The term “balanced diet” is frequently thrown into the conversation of what constitutes a healthy diet. For any diet to be “balanced”, it needs to ensure the adequate intake of all the essential nutrients that humans need to perform all daily life functions, including the myriad of biochemical ones that occur 24/7. These are divided into macro- and micronutrients, macro being ones we need in large quantities (protein, fats, and carbohydrates), and micro being ones we require in minute quantities (vitamins and minerals). Meat holds a special place in the hierarchy of food groups that constitute a healthy diet because it fulfills the protein requirements of humans, whilst providing a broad range of important micronutrients (Arshad, 2018). Meat is defined as: “skeletal muscle and associated tissues (nerves, connective tissue, fat, organs) from mammals, avian, and aquatic species”, so meat extends far beyond what we commonly associate the term meat with (red meat) (Bohrer, 2017).

For starters, protein provides energy, and its component (amino acids) are essential for the growth, maintenance, development and repair of tissues. Meat contains eight essential amino acids, as well as histidine and taurine (a different article will go into length about amino acids). Taurine is essential in newborn infants, as they don’t have the ability to synthesize it from cysteine, but this is contingent on the mother consuming adequate amounts of taurine as an infant will get this amino acid from breast milk (Baltic & Boskovic, 2015). The eight essential amino acids are the ones that humans cannot synthesize out of the twenty that are necessary to synthesize proteins. “Limiting amino acid” is the term given to a food which lacks an essential amino acid and meat distinguishes itself from other foods because it has no limiting amino acids. Those who rely on plant-based sources of protein, such as vegetarians, will need to diversify their intake of protein to meet the daily requirements of all amino acids (Pereira & Vicente, 2013). Below is a table, using cooked beef as an example, to illustrate the micronutrient content of meat; 

Additionally, meat contains a broad spectrum of micronutrients, including selenium, vitamins A, D and B12, zinc, folate, choline, and is particularly rich in iron. Iron and zinc have been given ample attention due to their higher concentrations found in meat as well as their critical roles in numerous physiological processes. The bioavailability of zinc has been shown to be 1.7 times higher than that of legumes, like beans, lentils, and peas, and iron is up to 2 times more bioavailable (Leroy et al, 2023). Dietary iron exists in two forms, heme, which is bound within a protoporphyrin ring and abundant in animal blood proteins, such as haemoglobin and myoglobin and non-heme iron, which is found primarily in plant-based sources of iron.
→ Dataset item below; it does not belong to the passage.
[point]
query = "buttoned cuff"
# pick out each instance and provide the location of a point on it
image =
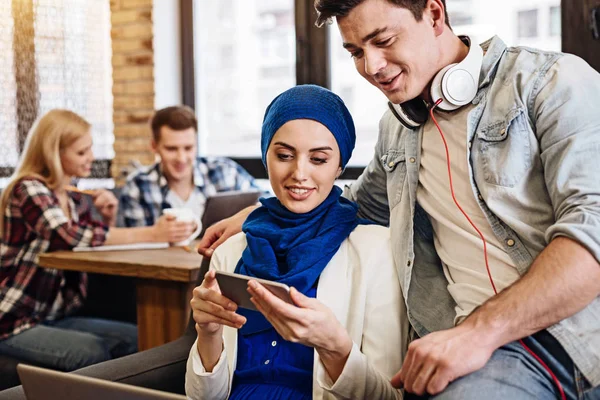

Heme iron is known to be more bioavailable than non-heme iron because non-heme iron needs to be converted from ferric to ferrous iron and can also be inhibited by other compounds present in plant sources, such as phytic acid (Coffey & Ganz, 2017).  

A variety of other compounds found in meat also have therapeutic implications, including lipoic acid (an antioxidant), carnosine (composed of alanine and histidine, and acts as an antioxidant with antitumour properties), biogenic amines (formed from bacterial breakdown of amino acids and can improve gut health and cognitive performance), nucleotides (enhance immune function), glutathione (the chief antioxidant), and carnitine (a prerequisite for oxidation, improving athletic performance and brain development) (Abraham & Irshad, 2020). Below is a table, using cooked beef as an example, to illustrate the micronutrient content in meat.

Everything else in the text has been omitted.